放射線科医や診療科の医師は,読影ビューワのCentricity RA1000やHIS端末から,画像の読影,参照をすることになるが,長期アーカイバーの過去画像を参照する際に,読み込みの確認メッセージが表示される以外,院内にデータがあるのと何ら変わりなく,画像を表示することができる。同院は光ファイバー回線を使用しているが,長期アーカイバーからのデータの表示について,「医知の蔵」導入前の検証では,実効速度として20Mbps(平均)の環境において300枚のCT画像の表示速度が約30秒であった。
また,外部データセンターのデータ蓄積量や,病院からデータセンターへ転送した画像の履歴などの長期アーカイバーの運用状況は,パスワードとトークンによる強固なセキュリティ対策をとった管理者専用PCから「医知の蔵」のポータルサイトにアクセスして,確認することができる。 同院では,このような仕様で「医知の蔵」の試験運用を行ってきたが,その安全性,信頼性が確認できたことから,2012年3月30日から本格運用を開始した。GE社では,これに合わせて,他社製PACSも「医知の蔵」に対応できるようにして,より多くの施設が利用しやすいようにサービスを拡充している。
試験運用から1年,本格運用から半年が過ぎた現在,Centricity PACSと医知の蔵ともに安定して利用できており,トラブルなどは発生していない。その一方で,「医知の蔵」採用のメリットも表れ始めている。富田技師は,「以前はデータのバックアップなどの日常的な運用管理や,データ欠損への不安がありましたが,『医知の蔵』によって,ストレージの空き容量を気にする必要がなく,メンテナンスや管理業務の負担が大幅に削減されました。データだけでなく,それに伴う管理業務もGE社に移行し,その分ほかの業務に専念できるようになっています」と述べている。また,清水技師長は,事業継続計画(BCP)の観点から,「医知の蔵」のメリットを挙げている。

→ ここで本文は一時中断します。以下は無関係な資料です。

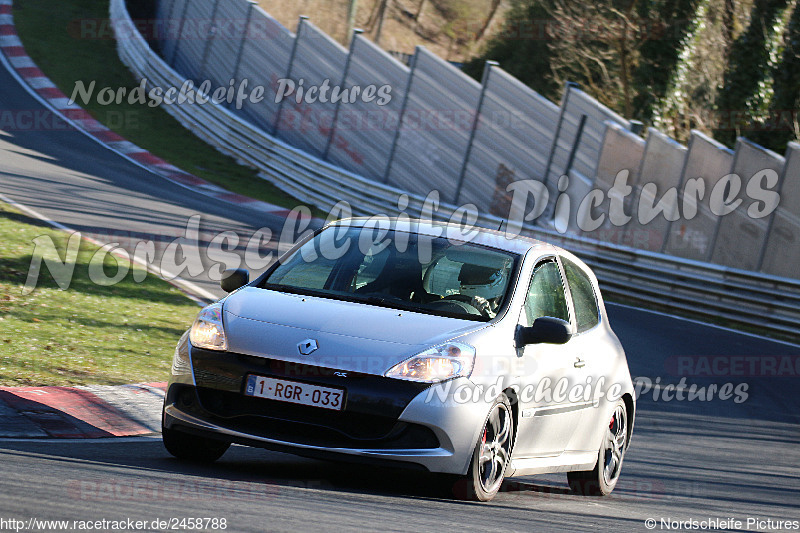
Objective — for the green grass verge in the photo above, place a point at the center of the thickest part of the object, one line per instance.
(51, 35)
(89, 334)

「病院にとって重要なデータが,外部のデータセンターに二重でバックアップされているのは,非常に心強いことです。災害時でも速やかにデータにアクセスすることで,被災した患者の診断,治療に役立てることができます」
埼玉県北部保険医療圏の地域中核病院の役割を担う同院にとって,「医知の蔵」で災害時にも診療を止めない環境を構築できたことは,大きな意義があるだろう。
■「医知の蔵」を活用して地域中核病院の使命を果たす
順調に運用している「医知の蔵」であるが,清水技師長は費用対効果の評価を行う予定でいる。導入前の試算では,10年間院内でデータ保存した場合と比較して,大幅に運用コストを削減できるという結果が出た。そこで,これから保守費用なども含めて,TCOの削減効果について,より詳細な分析をしていく。
その上で,今後の展開として,「医知の蔵」の長期アーカイバーは,画像の種別や患者年齢などに応じて,データ保存期間を設定して,対象データを期間経過後に自動的に再圧縮や削除するルール設定機能も有しており,無駄のない運用が可能なので,このような機能を活用し,さらなる高効率,低コスト化を図りつつ,地域中核病院の使命を果たすための,安全な医用画像管理に取り組んでいく。